There is no poststructuralist person—no completely decentered subject for whom all meaning is arbitrary, totally relative and purely historical contingent, unconstrained by body and brain. The mind is not merely embodied, but embodied in such a way that our conceptual systems draw largely upon the commonalities of our bodies and of the environments we live in. The result is that much of a person’s conceptual system is either universal or widespread across languages and cultures. Our conceptual systems are not totally relative and not merely a matter of historical contingency, even though a degree of conceptual relativity does exist and even though historical contingency does matter a great deal.

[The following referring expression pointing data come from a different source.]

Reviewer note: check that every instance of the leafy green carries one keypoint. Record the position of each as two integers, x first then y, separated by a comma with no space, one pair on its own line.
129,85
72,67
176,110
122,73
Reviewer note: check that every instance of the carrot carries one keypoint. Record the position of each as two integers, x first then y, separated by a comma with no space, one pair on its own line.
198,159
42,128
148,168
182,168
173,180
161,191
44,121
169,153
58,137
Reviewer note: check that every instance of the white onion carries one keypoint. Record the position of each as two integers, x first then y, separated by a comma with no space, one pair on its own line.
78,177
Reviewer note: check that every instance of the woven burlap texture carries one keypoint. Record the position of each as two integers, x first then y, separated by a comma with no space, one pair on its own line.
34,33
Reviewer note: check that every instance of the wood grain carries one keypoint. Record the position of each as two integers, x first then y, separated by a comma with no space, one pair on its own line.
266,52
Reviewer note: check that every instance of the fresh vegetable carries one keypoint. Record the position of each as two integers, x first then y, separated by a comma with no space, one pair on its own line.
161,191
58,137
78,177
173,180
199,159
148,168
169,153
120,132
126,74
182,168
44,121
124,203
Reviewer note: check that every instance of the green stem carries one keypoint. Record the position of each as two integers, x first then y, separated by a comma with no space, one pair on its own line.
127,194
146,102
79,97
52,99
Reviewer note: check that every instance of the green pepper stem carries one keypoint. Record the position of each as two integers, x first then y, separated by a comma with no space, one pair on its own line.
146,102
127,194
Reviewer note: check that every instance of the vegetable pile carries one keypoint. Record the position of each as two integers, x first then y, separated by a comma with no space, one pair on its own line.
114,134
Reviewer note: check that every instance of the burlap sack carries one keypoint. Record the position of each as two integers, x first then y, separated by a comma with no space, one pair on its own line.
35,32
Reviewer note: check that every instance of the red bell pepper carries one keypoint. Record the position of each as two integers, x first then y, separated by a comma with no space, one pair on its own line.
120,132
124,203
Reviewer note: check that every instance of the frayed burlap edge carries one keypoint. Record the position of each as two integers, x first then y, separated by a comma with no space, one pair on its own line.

The grounding of our conceptual systems in shared embodied and bodily experience creates a largely centered self, but not a monolithic self.

There exists no Fregean person--as posed by analytic philosophy--for whom thought has been extruded from the body. That is, there is no real person whose embodiment plays no role in meaning, whose meaning is purely objective and defined by the external world, and whose language can fit the external world with no significant role played by mind, brain, or body. Because our conceptual systems grow out of our bodies, meaning is grounded in and through our bodies. Because a vast range of our concepts are metaphorical, meaning is not entirely literal and the classical correspondence theory of truth is false. The correspondence theory holds that statements are true or false objectively, depending on how they map directly onto the world--independent of any human understanding of either the statement or the world. On the contrary, truth is mediated by embodied understanding and imagination. That does not mean that truth is purely subjective or that there is no stable truth. Rather, our common embodiment allows for common, stable truths.